Meet the Other Phone. Flexible and made to last.

Meet the Other Phone.
Flexible and made to last.

Buy now

Please or to access all these features

What we're reading

Find your new favourite book or recommend one on our Book forum.

January Modern Classic: In Cold Blood by Truman Capote

66 replies

mmack · 21/12/2014 15:04

Just starting the thread so that we can sign in.

OP posts:
hackmum · 13/01/2015 08:26

Just finished it. I really enjoyed it - it pulls you in right at the start, keeps you wanting to know more. I was also fascinated by the psychological profiling of the two young men, and surprised that even then, in the early 60s, psychiatrists were aware of the effect a childhood of emotional neglect and physical abuse could have on someone's personality. Perry Smith is such a strange and chilling character - capable of killing four innocent people and yet preventing his friend from raping Nancy because he thinks it's disgusting.

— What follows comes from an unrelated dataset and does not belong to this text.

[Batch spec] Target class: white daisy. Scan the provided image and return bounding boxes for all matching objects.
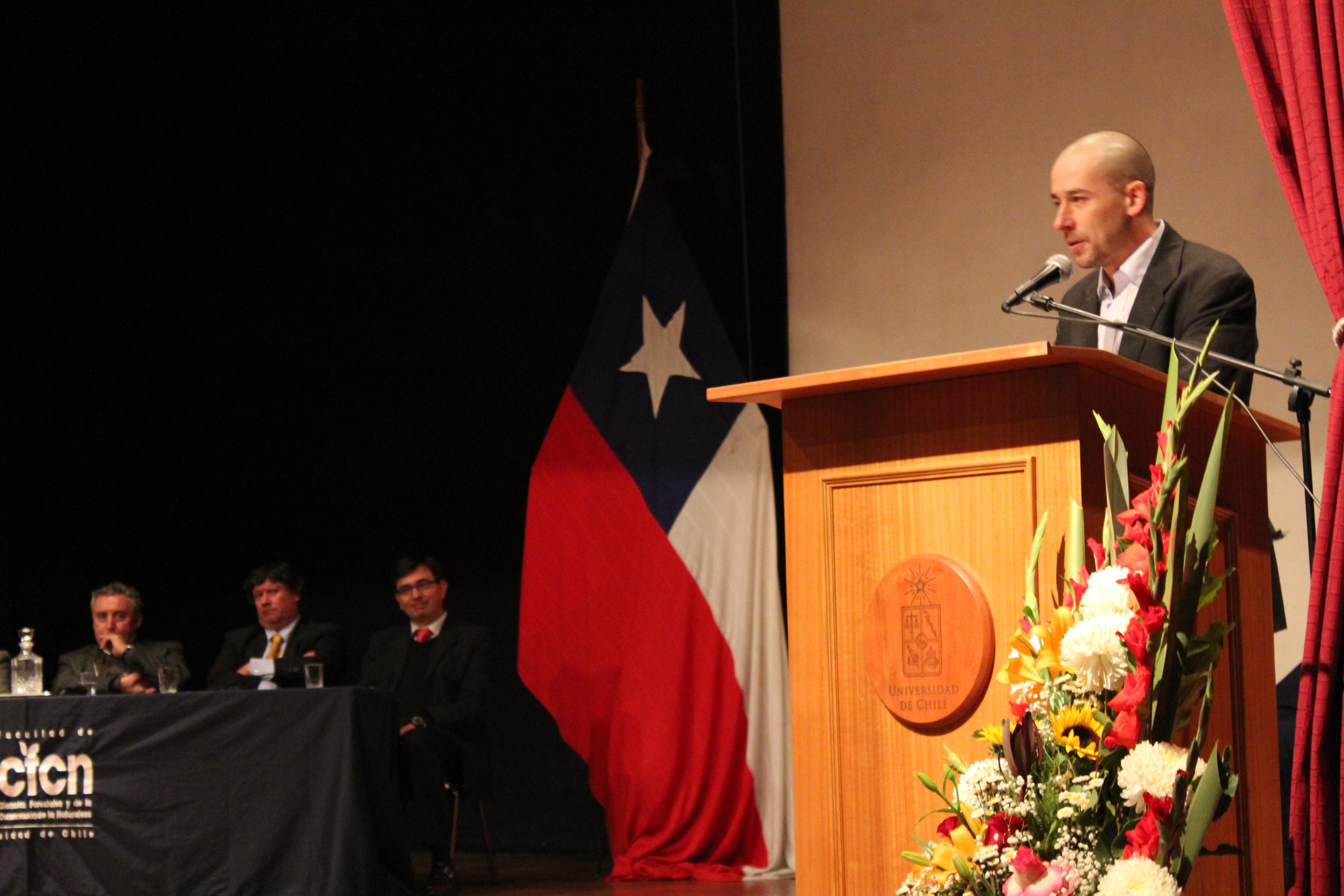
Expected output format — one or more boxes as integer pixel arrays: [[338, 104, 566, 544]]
[[1097, 857, 1180, 896], [1078, 567, 1138, 619], [1115, 740, 1204, 808], [1059, 611, 1133, 692]]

Several years ago I read Bill Bryson's The Lost Continent, and I remembered that he'd visited Holcombe and written about it. So I just checked what he has to say about the book, which is: "There was nothing particularly seminal about Capote's book. It was just a sensational and grisly murder story that pandered, in a deviously respectable way, to the reader's baser instincts."

He has a point, I think, though it's a little harsh. He also goes on to say that the people of Holcombe rather resented Capote for using the story for his own ends, and preferred not to talk about it - some of the teenagers he spoke to hadn't even heard of the book.

hackmum · 13/01/2015 08:33

I just read the Wikipedia (en.wikipedia.org/wiki/In_Cold_Blood) entry for it, and it says there are some exaggerations and fabrications, which is not totally surprising. But what I didn't know was that Harper Lee visited the town with him and conducted some of the interviews. Her contribution doesn't seem to be acknowledged in the book.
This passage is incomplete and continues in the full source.